Several other neurologic processes could account for the dissociations between our pediatric and adult TSC subjects. Lack of abnormalities in the pediatric TSC brain may reflect ongoing development; e.g., myelination may prevent or offset the demyelinating effects of hamartomas. Indeed, previous studies of the diffusion characteristics showed focal microstructural abnormalities limited to hamartomas, i.e., no apparent diffusion coefficient differences in TSC patients versus controls in normal-appearing WM (44). In addition, cortical remodeling could also reverse or prevent changes to neurons and glia. Either mechanism, if substantiated, could have implications for therapy.
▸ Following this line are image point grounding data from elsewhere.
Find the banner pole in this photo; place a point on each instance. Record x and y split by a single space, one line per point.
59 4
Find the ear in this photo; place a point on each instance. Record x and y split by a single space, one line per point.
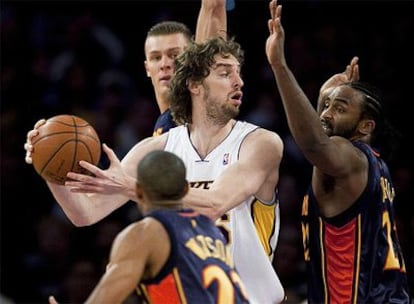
194 87
139 192
186 189
366 126
146 69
Another possibility is that the underlying neuropathology in the child is in the 80–90% of the cortex outside the VOI (Fig. 1) missed in our study.
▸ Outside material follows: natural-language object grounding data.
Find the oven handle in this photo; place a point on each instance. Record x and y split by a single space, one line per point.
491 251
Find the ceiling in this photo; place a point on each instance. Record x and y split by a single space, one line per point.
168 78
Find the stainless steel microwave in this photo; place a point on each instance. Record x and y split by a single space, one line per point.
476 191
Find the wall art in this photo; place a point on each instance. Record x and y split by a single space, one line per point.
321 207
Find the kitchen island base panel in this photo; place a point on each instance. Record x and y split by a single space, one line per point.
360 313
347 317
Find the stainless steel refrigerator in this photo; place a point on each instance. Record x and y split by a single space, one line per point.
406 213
It is noteworthy that although not outside their 90% prediction intervals, GM_f was lower and WM_f was higher in both patients than their controls’ (cf. Table 1). Although a curiosity, given the small N, and that TSC pathology is known to affect the cortex, it is perhaps not surprising that possible microscopic lesions and/or atrophy (that leaves healthy neurons intact) is responsible for both GM_f reductions. If deep GM nuclei within the VOI, e.g., caudate, thalamus, etc., shrink, the surrounding WM that would collapse inward to replace that lost volume may be responsible for the observed increased WM_f.
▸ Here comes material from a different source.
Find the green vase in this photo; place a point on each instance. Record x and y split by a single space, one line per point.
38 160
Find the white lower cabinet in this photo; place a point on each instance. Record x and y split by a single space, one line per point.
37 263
Admittedly, this study is also subject to several limitations: First, only two patients were enrolled, each belonging to a different age group and each representing a different genotype. However, given the rarity of MRI-negative TSC cases nationwide (about 1:10⁵), the Manhattan (2011 census population: 1.6 million (45)) area served by our epilepsy center would expect to see at most about sixteen. Since 10–20% of TSC patients do not experience seizures (43), they would not require an epilepsy center, the actual number of MRI-negative TSC patients available will usually underestimate the true prevalence; making two out of (at most) 16 a reasonable yield given our patient base (4). Second, each patient represented a subset not typically found in TSC. While these are rare conditions, their exploratory study is important for wider understanding of gene-function and/or its biomarker correlates. One patient without TSC1/2 mutation expresses a neurological phenotype while the other with the TSC2 mutation had no neurological phenotype; this “double dissociation” points to the possible conclusion that mutation by itself has little bearing on neurologic outcome. It is noteworthy that approximately 15% of TSC patients have no CNS complications (43). Our MRS findings seem to support this functional dissociation. For instance, the asymptomatic adult showed lower WM NAA and higher WM Cho, which suggest neuro-axonal abnormalities associated with mutation, but not symptoms. Meanwhile similar MRS profiles between the children suggest that perhaps a different cause is needed to explain the patient’s neurological symptoms. Either scenario, if substantiated, could have implications for treatment. Third, due to lipid contamination and signal “bleed” into surrounding voxels near/on lateral surfaces of the cerebral cortex, as well as poor shimming in those areas, our cortical coverage within the VOI was limited to cortex near the midline, e.g., anterior and posterior cingulate.

Future studies with larger samples are needed to define the role of different genotypic features, e.g.TSC1 versus TSC2 versus non-TSC1/2 specific mutations; and phenotypic features, e.g., disease duration and severity, age, and specific clinical features such as intellectual disability, autism, epilepsy and their correlation with MRS abnormalities. Further investigation of the relationship of MRS abnormalities to neurologic phenotype in TSC could potentially provide diagnostic and prognostic information regarding brain development and function. It may also provide data relevant to defining epileptogenic versus nonepileptogenic brain tissue that could influence the identification and localization of seizure foci. Lastly, MRS could reveal new diagnostic biomarkers of mTORC1 brain dysfunction, which may help identify patients most likely to respond to mTOR inhibitors and monitor their response to therapy.